Frequently asked questions

I use Kajabi for payments, not Stripe. Can Starch still pull my revenue data?
Kajabi is reachable from Starch's integration catalog and the agent queries it live when your app runs. That said, Starch's deepest revenue sync is with Stripe — if you run any transactions through Stripe (even just for upsells or payment plan processing), that data syncs on a schedule and is the most reliable revenue source for budgeting. If all revenue goes through Kajabi's native checkout only, connect it from the integration catalog and Starch will query it live; just note that Kajabi data is not stored in Starch the way Stripe data is.
My income is lumpy — four big cohort launches a year, almost nothing in between. Will the annual budget model handle that?
Yes, and this is exactly what the scenario planning is for. When you describe your launch calendar to Starch, the monthly revenue projection reflects actual launch timing — not a flat annual total divided by 12. The Stripe sync also shows your historical payout pattern by month, so Starch can suggest a realistic seasonal curve rather than forcing you to model it from memory.
Is Starch SOC 2 certified? I'm connecting my bank account through Plaid.
Starch is not SOC 2 Type II certified today. That's worth knowing before you connect financial data. Plaid's connection is read-only — Starch cannot move money, only read transaction and balance data. If SOC 2 is a hard requirement for your business, that's a genuine limit right now.
The Budgeting app says it's in beta. Can I still use Scenario Analysis and Transaction Insights today?
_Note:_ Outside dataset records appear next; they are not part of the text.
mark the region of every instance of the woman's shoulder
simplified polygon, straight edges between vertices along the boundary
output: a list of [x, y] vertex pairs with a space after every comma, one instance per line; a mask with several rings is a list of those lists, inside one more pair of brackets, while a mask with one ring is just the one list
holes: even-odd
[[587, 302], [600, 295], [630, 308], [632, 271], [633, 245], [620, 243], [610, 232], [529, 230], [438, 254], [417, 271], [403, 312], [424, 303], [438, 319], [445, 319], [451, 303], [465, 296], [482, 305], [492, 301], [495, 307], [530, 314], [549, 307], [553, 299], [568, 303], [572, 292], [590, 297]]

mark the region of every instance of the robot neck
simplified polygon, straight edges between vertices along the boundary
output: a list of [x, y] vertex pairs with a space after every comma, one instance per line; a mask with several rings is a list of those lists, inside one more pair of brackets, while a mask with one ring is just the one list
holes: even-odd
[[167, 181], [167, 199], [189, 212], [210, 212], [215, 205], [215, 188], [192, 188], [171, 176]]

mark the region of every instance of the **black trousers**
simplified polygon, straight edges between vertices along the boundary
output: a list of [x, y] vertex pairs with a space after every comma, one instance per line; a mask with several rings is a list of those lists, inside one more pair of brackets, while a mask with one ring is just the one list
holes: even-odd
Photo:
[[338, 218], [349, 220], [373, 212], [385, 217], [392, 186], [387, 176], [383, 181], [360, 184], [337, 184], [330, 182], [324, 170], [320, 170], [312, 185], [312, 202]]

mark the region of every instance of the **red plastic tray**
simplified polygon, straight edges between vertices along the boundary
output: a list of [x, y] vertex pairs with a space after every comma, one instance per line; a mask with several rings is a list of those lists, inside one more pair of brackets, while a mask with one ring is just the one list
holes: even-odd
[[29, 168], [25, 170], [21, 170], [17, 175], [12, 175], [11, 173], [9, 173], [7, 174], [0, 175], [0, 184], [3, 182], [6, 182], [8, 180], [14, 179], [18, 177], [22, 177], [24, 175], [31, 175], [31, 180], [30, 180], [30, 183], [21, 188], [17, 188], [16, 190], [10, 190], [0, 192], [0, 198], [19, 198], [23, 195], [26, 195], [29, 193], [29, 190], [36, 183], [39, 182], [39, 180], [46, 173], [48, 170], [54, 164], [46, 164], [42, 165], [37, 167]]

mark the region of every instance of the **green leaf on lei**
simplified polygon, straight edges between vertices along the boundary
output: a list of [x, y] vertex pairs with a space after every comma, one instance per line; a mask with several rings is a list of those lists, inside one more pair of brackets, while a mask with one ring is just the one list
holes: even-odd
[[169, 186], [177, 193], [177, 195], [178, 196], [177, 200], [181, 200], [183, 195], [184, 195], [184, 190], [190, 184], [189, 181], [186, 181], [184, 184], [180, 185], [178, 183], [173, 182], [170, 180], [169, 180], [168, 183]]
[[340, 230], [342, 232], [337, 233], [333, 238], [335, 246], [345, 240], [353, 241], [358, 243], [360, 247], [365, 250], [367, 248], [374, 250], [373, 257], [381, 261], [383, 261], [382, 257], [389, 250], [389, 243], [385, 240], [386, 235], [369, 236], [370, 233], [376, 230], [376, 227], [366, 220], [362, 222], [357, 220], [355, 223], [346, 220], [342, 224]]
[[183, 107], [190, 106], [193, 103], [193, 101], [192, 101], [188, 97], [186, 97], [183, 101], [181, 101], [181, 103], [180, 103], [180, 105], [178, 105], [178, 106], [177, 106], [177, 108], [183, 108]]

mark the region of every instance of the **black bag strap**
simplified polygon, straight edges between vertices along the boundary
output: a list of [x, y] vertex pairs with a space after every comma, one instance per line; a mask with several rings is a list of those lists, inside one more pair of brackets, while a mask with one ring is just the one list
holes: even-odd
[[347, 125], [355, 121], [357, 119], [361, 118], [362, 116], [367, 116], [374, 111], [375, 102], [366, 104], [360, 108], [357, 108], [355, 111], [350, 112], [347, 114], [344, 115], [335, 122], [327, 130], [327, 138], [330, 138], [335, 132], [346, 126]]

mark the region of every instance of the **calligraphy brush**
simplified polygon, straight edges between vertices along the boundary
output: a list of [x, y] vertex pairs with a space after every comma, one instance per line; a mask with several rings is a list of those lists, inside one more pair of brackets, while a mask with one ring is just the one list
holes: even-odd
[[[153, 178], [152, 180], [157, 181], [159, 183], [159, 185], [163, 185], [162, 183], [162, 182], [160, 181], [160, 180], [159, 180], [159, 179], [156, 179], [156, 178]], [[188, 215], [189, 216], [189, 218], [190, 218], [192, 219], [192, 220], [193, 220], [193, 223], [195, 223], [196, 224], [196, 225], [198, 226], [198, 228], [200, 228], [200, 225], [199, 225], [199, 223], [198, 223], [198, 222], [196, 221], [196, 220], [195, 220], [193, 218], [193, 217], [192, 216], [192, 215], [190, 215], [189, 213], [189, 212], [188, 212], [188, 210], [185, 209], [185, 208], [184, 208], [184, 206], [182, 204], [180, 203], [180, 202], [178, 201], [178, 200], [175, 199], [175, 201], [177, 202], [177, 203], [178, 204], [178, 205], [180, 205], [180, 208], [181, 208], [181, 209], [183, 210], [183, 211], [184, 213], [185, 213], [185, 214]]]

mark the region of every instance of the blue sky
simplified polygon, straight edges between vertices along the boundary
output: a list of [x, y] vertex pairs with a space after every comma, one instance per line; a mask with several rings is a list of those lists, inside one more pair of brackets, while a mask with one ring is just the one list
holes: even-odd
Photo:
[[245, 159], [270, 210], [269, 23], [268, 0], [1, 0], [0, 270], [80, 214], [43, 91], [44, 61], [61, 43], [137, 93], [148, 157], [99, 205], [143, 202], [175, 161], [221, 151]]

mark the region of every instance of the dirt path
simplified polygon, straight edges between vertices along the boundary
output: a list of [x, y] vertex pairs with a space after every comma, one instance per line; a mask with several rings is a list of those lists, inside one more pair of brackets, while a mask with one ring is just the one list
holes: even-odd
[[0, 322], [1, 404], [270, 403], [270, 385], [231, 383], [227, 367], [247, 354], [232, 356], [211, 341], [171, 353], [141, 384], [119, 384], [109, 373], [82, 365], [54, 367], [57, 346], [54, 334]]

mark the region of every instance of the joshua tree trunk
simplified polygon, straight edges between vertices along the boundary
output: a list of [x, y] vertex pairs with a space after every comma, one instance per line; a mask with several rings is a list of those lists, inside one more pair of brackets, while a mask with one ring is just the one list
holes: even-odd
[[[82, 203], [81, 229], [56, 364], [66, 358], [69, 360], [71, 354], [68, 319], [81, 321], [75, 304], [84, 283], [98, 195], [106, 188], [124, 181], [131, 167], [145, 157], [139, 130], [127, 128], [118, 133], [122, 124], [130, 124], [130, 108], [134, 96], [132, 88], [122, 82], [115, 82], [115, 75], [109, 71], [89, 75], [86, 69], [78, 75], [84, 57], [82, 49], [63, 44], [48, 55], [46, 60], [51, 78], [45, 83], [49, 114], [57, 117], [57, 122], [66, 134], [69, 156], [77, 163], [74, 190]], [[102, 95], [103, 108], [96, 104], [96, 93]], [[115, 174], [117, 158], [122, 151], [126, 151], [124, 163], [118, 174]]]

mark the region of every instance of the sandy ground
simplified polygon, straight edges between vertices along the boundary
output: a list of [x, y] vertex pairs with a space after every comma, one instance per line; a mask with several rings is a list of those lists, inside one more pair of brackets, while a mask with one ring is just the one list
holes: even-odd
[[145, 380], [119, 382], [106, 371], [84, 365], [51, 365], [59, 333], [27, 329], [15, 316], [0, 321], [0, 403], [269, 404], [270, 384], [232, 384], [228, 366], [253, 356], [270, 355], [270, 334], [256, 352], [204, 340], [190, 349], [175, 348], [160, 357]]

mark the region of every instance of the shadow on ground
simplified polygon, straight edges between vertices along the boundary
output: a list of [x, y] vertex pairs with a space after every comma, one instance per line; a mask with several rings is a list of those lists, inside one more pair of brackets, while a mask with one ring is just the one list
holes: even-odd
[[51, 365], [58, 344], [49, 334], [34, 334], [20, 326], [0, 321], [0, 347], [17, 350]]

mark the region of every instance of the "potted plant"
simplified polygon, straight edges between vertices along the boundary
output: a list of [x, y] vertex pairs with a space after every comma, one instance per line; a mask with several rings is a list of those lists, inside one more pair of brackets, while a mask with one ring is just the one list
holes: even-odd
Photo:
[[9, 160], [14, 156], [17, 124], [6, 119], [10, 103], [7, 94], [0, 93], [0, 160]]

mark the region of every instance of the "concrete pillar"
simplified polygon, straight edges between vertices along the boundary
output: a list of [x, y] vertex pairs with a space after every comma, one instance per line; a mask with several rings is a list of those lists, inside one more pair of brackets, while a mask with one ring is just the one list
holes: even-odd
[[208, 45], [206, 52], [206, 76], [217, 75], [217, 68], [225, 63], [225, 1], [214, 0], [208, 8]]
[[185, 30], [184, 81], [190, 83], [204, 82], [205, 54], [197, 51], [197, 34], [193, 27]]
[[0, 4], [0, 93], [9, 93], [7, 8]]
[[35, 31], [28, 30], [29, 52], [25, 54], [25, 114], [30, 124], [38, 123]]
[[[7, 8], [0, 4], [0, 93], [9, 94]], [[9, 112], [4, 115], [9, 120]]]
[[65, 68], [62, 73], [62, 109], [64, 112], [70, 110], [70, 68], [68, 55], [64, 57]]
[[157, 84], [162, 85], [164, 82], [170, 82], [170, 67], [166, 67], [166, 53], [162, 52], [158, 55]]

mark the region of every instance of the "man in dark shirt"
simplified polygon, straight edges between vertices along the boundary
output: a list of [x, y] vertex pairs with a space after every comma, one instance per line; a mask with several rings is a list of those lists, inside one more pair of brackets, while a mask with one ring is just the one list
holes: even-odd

Yes. Scenario Analysis and Transaction Insights are both live today — you can connect Stripe and Plaid and start using them immediately. The Budgeting app (annual budget-vs-actuals with category pace indicators) is in development; you can request beta access to get early entry when it launches. In the meantime, you can describe a custom budget tracking app directly to Starch in natural language and it will build one for your specific category structure.
Can Starch track spending across both a business bank account and a business credit card?
Yes. Plaid connects to both checking accounts and credit cards, and Starch syncs your transactions from both on a schedule. Every charge — whether it hits your Chase business card or your Mercury checking account — shows up in Transaction Insights and feeds into your budget-vs-actuals view.
I have a VA who helps with ops. Can they access the budget without seeing my full bank balance?
Starch doesn't currently have granular role-based permissions that let you show transaction data to one user but hide balances from another. If you share access with a VA, they'll see what you see. This is a real limit for now — worth factoring into how you set up access.